Biosketch du chercheur:

Stevan E. Hobfoll, Ph.D., ABPP, has authored and edited 14 books, including Traumatic Stress, The Ecology of Stress, Stress Culture and Community, and Tribalism: The Evolutionary Origins of Fear Politics. In addition, he has authored over 300 journal articles, book chapters, and technical reports. He has been a frequent workshop leader on stress, war, and terrorism, stress and health, and organizational stress. He has received over $18 million in research grants on stress. He was Distinguished Professor of Psychology at Kent State University and Presidential Professor of Behavioral Sciences, Medicine, Preventive Medicine and Nursing at Rush University Medical Center.
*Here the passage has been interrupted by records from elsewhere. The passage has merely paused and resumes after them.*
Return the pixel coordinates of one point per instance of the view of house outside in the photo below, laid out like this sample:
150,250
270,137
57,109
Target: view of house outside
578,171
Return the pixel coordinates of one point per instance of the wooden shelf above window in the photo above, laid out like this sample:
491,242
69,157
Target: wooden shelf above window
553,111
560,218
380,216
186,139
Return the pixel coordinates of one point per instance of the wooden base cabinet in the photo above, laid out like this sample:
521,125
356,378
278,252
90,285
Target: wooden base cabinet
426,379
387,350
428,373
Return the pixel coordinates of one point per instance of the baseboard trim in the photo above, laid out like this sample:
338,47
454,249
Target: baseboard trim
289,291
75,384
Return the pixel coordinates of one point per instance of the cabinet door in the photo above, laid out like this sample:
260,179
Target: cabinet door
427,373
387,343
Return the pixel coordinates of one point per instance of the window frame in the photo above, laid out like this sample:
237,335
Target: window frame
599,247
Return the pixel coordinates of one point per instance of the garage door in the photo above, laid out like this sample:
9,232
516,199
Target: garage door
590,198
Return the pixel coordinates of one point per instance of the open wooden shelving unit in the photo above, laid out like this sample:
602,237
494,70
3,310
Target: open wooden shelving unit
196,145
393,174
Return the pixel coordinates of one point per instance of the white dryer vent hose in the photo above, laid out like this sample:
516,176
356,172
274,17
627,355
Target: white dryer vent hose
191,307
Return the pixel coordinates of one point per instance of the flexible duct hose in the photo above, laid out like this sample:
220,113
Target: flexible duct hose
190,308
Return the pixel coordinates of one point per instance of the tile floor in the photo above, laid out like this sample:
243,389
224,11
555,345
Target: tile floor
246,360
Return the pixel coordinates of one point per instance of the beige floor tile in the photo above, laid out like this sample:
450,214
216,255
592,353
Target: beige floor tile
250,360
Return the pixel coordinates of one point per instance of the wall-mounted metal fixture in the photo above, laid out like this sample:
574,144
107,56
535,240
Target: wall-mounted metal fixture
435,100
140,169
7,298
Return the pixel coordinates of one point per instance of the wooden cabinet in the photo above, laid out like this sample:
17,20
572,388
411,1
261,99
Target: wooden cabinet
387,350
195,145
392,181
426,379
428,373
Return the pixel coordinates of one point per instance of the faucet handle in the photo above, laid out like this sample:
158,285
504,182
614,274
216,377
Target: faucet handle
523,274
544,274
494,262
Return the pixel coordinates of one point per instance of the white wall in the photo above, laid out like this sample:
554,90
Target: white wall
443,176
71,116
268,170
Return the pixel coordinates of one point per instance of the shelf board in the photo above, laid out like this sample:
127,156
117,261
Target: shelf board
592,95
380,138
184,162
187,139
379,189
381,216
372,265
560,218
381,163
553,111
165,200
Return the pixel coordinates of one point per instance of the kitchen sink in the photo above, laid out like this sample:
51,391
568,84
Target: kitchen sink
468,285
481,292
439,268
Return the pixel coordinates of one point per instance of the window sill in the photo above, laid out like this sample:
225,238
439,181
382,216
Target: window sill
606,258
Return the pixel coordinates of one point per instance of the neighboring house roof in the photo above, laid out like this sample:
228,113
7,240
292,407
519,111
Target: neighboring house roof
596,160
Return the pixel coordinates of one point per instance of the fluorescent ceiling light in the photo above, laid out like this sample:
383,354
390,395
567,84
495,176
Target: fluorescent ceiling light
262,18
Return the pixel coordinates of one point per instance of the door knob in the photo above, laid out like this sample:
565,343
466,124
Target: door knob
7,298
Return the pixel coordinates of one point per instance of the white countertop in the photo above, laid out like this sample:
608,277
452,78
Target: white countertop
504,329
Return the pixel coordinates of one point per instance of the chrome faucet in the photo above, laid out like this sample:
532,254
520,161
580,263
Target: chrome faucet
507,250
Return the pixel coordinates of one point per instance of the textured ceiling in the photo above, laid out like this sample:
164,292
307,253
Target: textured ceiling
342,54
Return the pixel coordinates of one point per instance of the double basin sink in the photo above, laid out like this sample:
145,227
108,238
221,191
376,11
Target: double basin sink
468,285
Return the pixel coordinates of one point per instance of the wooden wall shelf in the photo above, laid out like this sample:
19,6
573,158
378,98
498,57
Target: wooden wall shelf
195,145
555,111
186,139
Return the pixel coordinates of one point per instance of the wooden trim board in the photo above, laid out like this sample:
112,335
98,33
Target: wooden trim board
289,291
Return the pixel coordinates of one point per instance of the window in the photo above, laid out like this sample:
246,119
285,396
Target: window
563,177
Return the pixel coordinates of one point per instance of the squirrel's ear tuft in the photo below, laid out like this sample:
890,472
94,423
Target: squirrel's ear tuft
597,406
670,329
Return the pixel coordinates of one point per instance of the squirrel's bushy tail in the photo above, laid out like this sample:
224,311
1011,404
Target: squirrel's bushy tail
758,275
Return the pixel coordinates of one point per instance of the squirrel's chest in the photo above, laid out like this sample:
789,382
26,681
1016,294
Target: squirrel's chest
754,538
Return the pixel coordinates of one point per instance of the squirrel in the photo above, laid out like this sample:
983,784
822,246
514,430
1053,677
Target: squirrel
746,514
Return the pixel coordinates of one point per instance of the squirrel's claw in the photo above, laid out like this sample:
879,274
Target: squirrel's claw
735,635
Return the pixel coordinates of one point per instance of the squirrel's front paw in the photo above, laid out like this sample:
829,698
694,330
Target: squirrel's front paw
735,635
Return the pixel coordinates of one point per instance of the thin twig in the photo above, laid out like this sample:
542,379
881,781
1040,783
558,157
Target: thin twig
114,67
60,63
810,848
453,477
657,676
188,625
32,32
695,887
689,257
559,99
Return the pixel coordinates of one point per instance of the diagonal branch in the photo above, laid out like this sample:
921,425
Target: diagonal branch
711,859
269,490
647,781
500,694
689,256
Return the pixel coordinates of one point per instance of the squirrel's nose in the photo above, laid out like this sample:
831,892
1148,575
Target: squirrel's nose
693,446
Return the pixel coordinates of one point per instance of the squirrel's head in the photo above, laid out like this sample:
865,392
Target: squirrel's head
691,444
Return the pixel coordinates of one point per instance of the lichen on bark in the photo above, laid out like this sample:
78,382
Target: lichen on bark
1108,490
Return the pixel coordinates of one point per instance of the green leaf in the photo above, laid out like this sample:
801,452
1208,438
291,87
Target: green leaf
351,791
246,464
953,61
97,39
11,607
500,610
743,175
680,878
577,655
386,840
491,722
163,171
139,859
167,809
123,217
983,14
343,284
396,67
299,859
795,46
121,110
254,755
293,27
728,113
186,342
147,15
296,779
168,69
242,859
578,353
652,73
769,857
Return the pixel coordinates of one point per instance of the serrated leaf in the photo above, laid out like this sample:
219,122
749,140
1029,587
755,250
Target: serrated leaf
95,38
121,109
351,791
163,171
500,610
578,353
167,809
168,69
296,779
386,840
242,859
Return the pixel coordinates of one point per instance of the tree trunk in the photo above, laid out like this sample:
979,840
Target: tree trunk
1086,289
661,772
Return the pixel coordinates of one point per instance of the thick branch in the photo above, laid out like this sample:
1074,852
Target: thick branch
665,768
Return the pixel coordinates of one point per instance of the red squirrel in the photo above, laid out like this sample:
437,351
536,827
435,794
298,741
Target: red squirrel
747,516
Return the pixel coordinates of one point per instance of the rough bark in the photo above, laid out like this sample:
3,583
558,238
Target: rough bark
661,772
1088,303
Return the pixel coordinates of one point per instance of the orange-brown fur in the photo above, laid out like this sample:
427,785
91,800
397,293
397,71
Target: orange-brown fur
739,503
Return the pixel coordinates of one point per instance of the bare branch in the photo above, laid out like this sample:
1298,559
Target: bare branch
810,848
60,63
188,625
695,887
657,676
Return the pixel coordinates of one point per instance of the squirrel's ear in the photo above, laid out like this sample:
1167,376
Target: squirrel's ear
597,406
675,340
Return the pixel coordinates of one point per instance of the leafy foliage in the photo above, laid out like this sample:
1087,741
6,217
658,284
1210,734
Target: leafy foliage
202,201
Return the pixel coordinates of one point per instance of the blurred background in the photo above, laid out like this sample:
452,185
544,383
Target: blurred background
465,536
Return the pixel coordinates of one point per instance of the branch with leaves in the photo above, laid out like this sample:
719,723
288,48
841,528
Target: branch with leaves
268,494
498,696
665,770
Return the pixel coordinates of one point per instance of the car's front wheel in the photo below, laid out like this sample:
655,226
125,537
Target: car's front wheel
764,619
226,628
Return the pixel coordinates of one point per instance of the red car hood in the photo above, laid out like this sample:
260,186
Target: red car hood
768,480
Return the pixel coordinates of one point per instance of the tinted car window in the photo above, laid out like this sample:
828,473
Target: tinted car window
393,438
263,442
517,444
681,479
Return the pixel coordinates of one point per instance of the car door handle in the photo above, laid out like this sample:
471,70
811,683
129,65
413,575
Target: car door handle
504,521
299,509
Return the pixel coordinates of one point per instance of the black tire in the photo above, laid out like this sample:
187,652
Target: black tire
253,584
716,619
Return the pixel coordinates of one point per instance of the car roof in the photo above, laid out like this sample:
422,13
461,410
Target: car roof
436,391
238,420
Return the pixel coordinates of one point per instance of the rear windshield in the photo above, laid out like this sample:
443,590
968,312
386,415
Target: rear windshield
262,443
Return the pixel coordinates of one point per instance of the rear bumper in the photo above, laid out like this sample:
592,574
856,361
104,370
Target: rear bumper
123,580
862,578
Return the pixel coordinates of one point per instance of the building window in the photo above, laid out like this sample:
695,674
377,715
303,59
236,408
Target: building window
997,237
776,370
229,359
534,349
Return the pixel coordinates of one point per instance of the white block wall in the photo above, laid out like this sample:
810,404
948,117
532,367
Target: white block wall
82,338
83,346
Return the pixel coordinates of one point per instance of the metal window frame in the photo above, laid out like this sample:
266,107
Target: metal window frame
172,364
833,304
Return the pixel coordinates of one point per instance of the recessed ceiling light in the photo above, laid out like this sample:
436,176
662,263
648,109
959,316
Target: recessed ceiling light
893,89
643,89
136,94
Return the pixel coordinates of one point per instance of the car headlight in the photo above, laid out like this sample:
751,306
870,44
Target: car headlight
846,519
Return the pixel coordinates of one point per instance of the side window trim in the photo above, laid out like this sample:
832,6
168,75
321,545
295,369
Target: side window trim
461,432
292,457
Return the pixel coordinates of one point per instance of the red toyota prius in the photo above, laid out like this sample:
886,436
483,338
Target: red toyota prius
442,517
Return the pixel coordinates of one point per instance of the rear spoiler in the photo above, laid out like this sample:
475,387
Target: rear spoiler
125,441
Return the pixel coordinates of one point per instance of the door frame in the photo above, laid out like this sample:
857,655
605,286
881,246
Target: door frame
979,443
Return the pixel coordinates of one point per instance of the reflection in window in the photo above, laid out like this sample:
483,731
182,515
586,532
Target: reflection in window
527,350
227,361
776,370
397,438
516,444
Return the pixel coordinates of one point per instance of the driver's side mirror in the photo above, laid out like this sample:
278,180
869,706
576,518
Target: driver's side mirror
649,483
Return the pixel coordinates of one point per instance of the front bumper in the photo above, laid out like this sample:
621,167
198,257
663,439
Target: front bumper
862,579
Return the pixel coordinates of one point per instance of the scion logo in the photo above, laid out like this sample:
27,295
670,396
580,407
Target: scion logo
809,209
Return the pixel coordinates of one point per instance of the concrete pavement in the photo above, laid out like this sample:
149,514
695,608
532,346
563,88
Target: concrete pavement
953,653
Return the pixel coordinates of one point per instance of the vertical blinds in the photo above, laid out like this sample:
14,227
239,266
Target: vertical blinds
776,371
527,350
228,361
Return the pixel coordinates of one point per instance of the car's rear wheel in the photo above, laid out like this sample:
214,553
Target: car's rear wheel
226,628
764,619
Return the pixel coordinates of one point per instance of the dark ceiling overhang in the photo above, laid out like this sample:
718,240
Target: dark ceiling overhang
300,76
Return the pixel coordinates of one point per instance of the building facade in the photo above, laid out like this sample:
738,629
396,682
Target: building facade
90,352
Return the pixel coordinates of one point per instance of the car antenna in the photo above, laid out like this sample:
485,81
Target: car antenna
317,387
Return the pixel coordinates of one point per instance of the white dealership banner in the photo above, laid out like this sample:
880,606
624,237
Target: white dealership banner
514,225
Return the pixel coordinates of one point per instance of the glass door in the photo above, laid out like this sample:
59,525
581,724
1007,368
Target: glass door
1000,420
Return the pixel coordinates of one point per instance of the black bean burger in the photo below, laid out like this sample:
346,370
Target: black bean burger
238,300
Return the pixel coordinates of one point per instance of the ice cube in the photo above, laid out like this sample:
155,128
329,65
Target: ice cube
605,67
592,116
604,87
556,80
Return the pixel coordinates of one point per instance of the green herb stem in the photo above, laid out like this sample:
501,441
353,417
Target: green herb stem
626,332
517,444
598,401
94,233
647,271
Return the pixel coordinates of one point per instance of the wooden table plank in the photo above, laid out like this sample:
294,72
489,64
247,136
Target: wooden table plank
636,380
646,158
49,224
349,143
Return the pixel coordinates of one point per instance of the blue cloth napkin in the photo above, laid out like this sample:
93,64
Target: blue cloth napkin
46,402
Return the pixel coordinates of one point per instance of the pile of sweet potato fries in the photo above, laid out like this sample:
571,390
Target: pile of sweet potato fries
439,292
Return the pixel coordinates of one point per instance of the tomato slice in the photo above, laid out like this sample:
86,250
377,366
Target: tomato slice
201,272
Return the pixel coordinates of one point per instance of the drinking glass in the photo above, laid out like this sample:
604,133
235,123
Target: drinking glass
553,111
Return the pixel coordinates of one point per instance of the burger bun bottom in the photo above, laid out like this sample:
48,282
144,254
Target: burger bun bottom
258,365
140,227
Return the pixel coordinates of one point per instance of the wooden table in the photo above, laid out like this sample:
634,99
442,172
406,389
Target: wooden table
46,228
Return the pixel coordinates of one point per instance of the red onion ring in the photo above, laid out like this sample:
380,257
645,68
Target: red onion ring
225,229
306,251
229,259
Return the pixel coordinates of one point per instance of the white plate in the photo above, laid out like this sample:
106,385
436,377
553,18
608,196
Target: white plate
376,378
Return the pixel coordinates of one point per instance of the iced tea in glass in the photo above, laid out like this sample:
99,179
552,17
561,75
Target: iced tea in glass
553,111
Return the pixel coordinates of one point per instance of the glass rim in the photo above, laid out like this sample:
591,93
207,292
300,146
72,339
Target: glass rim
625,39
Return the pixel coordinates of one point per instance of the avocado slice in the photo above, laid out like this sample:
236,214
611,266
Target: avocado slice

Dr. Hobfoll headed NATO workshops and co-chaired the APA National Commission on Stress and War during Operation Desert Storm, guiding policy about the treatment of U.S. military personnel and their families. He was a member of Disaster Mental Health Subcommittee: National Biodefense Science Board (NBSB) for the U.S. Department of Health and Human Services. In the wake of the November 2009 terrorist attack on Fort Hood, Dr. Hobfoll was engaged by the U.S. Army as a principal consultant for recovery and resiliency for Fort Hood and the surrounding community. His Conservation of Resources theory has been adopted as a basis for the U.S. Marine Corp’s stress manual and by the senior-most planning elements of the U.S. military forces for their understanding of stress and resilience in U.S. Forces. Finally, his Five Principles of Mass Casualty Intervention has become the world standard for organizing and guiding the response to mass casualty and mass stress events (e.g., refugee flight and adaptation), adopted by the World Health Organization, the International Red Cross and Red Crescent Societies, and countries and NGOs around the world.

Dr. Hobfoll has been honored with multiple lifetime achievement awards for work on traumatic stress, and work on stress and health. He is currently in private practice, focusing on treatment of traumatic stress and forensic evaluation in the Salt Lake area and Chicago (h-index 89; 5600 citations, 4-21).